The novels of Fashion, of Disraeli, Mrs. Gore, Mr. Ward, belong to the class of novels of costume, because the aim is purely external success. Of the tales of fashionable life, by far the most agreeable and the most efficient was Vivian Grey. Young men were and still are the readers and victims. Byron ruled for a time, but Vivian, with no tithe of Byron’s genius, rules longer. One can distinguish the Vivians in all companies. They would quiz their father and mother and lover and friend. They discuss sun and planets, liberty and fate, love and death, over the soup.
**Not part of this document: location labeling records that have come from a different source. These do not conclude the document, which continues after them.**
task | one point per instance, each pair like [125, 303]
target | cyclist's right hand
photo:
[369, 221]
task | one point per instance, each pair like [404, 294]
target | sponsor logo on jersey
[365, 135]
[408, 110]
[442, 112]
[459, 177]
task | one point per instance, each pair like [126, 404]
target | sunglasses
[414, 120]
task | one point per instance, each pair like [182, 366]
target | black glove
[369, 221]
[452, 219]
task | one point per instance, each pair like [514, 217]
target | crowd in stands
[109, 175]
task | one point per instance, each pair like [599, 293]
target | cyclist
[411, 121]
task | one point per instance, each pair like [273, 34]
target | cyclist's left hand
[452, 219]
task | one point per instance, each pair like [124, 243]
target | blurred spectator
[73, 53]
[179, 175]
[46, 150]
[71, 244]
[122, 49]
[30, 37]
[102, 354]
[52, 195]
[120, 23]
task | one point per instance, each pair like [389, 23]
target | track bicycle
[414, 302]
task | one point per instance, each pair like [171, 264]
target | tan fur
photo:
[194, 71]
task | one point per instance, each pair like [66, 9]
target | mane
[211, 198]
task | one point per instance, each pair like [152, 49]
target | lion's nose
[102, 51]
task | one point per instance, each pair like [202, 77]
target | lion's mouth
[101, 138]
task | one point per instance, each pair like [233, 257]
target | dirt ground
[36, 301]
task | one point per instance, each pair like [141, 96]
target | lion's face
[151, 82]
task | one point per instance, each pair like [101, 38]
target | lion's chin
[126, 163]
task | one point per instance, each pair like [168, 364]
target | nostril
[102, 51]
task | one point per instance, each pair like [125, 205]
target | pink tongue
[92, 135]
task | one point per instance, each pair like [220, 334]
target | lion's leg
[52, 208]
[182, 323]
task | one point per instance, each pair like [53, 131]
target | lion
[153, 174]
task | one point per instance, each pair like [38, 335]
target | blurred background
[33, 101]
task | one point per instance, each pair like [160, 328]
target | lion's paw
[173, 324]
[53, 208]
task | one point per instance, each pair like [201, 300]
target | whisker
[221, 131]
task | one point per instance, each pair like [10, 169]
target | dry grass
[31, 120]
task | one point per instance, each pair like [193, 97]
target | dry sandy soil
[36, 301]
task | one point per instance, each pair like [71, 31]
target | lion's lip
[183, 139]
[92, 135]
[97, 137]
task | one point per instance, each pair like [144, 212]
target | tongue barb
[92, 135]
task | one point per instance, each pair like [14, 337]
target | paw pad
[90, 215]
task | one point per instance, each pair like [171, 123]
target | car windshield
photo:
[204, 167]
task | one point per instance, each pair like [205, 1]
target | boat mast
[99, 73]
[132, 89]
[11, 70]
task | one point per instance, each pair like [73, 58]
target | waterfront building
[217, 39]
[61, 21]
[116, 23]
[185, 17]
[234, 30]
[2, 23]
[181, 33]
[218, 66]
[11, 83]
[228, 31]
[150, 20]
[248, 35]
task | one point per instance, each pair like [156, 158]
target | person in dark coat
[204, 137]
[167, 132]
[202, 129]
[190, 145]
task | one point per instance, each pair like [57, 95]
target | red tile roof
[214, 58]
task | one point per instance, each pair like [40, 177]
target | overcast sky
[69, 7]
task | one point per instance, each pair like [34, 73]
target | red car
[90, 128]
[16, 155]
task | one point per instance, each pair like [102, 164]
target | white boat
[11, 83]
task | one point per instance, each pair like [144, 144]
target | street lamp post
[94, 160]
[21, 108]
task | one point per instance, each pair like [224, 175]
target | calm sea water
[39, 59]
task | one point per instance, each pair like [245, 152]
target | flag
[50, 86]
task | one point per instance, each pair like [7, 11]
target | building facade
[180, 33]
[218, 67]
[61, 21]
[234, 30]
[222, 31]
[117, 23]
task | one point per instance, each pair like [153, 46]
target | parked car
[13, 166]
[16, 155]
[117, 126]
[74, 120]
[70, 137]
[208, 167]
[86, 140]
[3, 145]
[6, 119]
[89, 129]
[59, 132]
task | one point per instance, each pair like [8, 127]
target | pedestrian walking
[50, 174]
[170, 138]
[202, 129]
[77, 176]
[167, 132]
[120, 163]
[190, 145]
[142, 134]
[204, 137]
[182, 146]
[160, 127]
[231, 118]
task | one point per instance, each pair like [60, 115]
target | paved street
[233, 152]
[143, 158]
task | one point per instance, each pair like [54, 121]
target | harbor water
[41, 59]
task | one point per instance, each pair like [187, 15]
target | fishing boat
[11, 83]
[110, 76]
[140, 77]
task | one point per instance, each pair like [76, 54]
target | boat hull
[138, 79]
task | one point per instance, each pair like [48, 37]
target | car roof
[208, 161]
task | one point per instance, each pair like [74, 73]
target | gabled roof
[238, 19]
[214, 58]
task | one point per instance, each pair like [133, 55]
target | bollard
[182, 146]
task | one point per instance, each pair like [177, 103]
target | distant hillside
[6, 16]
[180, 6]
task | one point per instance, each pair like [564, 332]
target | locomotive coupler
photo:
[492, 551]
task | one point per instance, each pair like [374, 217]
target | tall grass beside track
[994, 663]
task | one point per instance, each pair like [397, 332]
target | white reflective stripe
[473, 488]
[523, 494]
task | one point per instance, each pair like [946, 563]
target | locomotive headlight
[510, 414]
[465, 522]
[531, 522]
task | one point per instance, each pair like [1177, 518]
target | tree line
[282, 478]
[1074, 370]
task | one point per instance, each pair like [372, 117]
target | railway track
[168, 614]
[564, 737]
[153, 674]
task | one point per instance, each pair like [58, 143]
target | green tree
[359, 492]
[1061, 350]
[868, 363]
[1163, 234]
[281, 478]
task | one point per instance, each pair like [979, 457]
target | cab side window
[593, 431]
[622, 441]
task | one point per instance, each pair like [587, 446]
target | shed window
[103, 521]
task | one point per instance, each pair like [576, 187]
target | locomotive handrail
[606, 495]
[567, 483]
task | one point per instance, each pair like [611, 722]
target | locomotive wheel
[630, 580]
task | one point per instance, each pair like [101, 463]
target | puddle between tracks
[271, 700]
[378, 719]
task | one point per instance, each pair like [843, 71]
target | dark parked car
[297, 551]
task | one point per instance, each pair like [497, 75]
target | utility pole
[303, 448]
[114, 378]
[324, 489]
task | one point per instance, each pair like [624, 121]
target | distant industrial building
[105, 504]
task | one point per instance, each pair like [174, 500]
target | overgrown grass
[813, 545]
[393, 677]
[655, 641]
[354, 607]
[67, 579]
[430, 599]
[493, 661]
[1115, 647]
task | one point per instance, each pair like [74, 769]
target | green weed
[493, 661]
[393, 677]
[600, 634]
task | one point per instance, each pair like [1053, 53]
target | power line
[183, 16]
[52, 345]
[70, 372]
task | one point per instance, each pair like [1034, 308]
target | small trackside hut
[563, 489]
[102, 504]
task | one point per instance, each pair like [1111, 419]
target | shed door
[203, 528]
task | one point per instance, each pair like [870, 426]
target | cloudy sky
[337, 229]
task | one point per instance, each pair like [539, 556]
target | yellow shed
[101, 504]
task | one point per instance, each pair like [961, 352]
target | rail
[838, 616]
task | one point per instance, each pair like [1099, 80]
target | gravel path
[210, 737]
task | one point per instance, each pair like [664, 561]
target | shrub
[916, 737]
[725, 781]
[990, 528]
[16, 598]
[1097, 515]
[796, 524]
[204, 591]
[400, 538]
They never sleep, go nowhere, stay nowhere, eat nothing, and know nobody, but are up to anything, though it were the genesis of Nature, or the last cataclysm,—Festus-like, Faust-like, Jove-like, and could write an Iliad any rainy morning, if fame were not such a bore. Men, women, though the greatest and fairest, are stupid things; but a rifle, and a mild pleasant gunpowder, a spaniel, and a cheroot, are themes for Olympus. I fear it was in part the influence of such pictures on living society which made the style of manners of which we have so many pictures, as, for example, in the following account of the English fashionist. “His highest triumph is to appear with the most wooden manners, as little polished as will suffice to avoid castigation, nay, to contrive even his civilities so that they may appear as near as may be to affronts; instead of a noble high-bred ease, to have the courage to offend against every restraint of decorum, to invert the relation in which our sex stand to women, so that they appear the attacking, and he the passive or defensive party.”

We must here check our gossip in mid-volley and adjourn the rest of our critical chapter to a more convenient season.